With around 10,000 followers, former Auckland model Anna Reeve (nee Fitzpatrick) has, by New Zealand standards, a healthy Instagram audience. But she has gone to the next level with her InstaMumming.
Twin 22-month-old toddlers Oscar and Hunter have their very own "Reeve Nuggets" account. On a recent family trip south, they wear matching blue denim atop a Moeraki boulder; at Halloween they sport just-hatched-baby-dinosaur suits. The account is operated by their mother (Instagram has a legal age requirement of 13 years old) and its aesthetic is cute, but candid.
"I'm taking photos of our life, and our life doesn't exist in front of a white wall," says Reeve.
"We're out in the park, or at the zoo. It's not like I'm styling the photos - it's just my life, and my life doesn't look colour co-ordinated or pretty, because you're in different places doing different things."

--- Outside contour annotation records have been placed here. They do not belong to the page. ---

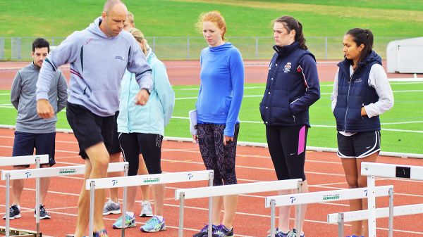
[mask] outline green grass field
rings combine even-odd
[[[125,0],[135,24],[147,37],[200,36],[199,14],[220,11],[228,36],[271,36],[271,21],[292,15],[305,34],[342,36],[352,27],[369,27],[376,37],[423,34],[423,1],[386,0],[204,1]],[[0,37],[64,37],[85,28],[100,15],[104,0],[0,0]]]
[[[336,147],[336,132],[331,112],[331,83],[322,83],[321,97],[310,109],[312,129],[309,130],[307,145]],[[381,116],[382,122],[381,144],[384,151],[423,154],[423,82],[392,82],[395,105]],[[190,137],[188,111],[195,107],[198,87],[175,86],[176,107],[171,123],[166,127],[168,136]],[[241,126],[238,140],[266,142],[264,125],[259,112],[264,84],[245,85],[240,120]],[[0,124],[13,125],[16,110],[10,103],[8,91],[0,91]],[[59,115],[58,128],[68,129],[64,113]]]

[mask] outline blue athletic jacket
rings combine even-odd
[[[310,127],[309,107],[320,98],[314,56],[297,41],[274,49],[260,103],[262,119],[266,125]]]
[[[382,60],[374,51],[358,63],[351,75],[350,60],[345,58],[338,63],[338,98],[333,115],[338,131],[360,132],[381,129],[379,115],[371,118],[361,115],[362,107],[379,101],[376,90],[369,86],[370,69],[376,63],[382,65]]]

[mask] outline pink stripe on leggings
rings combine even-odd
[[[298,153],[300,155],[304,152],[305,143],[305,126],[302,126],[302,127],[300,129],[300,132],[298,133]]]

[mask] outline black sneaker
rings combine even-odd
[[[217,227],[215,225],[212,225],[212,233],[213,233],[214,231],[214,230],[216,229],[216,227]],[[200,232],[196,233],[195,234],[192,235],[192,237],[203,237],[203,236],[207,236],[207,233],[209,230],[209,225],[207,224],[205,225],[203,229],[202,229]]]
[[[37,210],[34,210],[34,217],[37,217]],[[50,219],[50,216],[42,205],[39,205],[39,219]]]
[[[213,237],[233,237],[233,228],[231,229],[226,229],[223,224],[216,226],[216,229],[213,231]]]
[[[19,210],[17,205],[12,205],[9,209],[9,217],[11,219],[20,218],[20,210]],[[6,219],[6,215],[3,217],[3,219]]]

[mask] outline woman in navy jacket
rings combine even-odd
[[[338,63],[332,111],[336,119],[338,155],[350,188],[367,186],[360,175],[362,162],[376,162],[381,149],[379,115],[393,105],[393,94],[381,57],[373,47],[369,30],[354,28],[344,36],[345,59]],[[350,200],[351,210],[367,206],[367,200]],[[367,221],[354,222],[353,236],[368,234]]]
[[[266,125],[266,136],[278,180],[302,179],[302,191],[308,186],[304,173],[309,108],[320,98],[316,60],[308,51],[302,25],[294,18],[285,15],[275,20],[274,38],[276,51],[270,65],[260,113]],[[280,194],[292,193],[281,191]],[[306,205],[300,217],[304,222]],[[301,233],[289,227],[290,207],[279,209],[276,237]],[[302,224],[301,224],[302,226]],[[273,236],[272,236],[273,237]]]

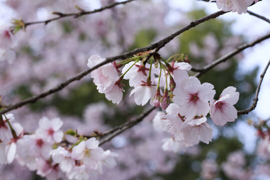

That hasn't deterred sponsors. Reeve, 29, says she's accepted a few paid jobs for the twins, and has been very happy to receive free clothes ("it's handy when you're dressing twins!").
The twins have been involved with a kids' clothing collaboration, the Reeve Nuggets range, from design company Little Flock of Horrors, with a percentage of sales going to the Neonatal Trust.
Endorsements and payments, says Reeve, are "a very normal thing that people with big social media followings do. It's not like we're making a living off it ... it's just an extra little thing, something I can put in a bank account for them and one day they might be able to have a bit of money to do whatever they want to with."
And, she says, it's "absolutely no different" to child modelling. "People find it strange, because it's new. It's a new medium. But you can have more control.
"When you're modelling, you don't have any control over what you're doing or where they're putting you. This is fully about you, and you have this vision, and can say yes or no."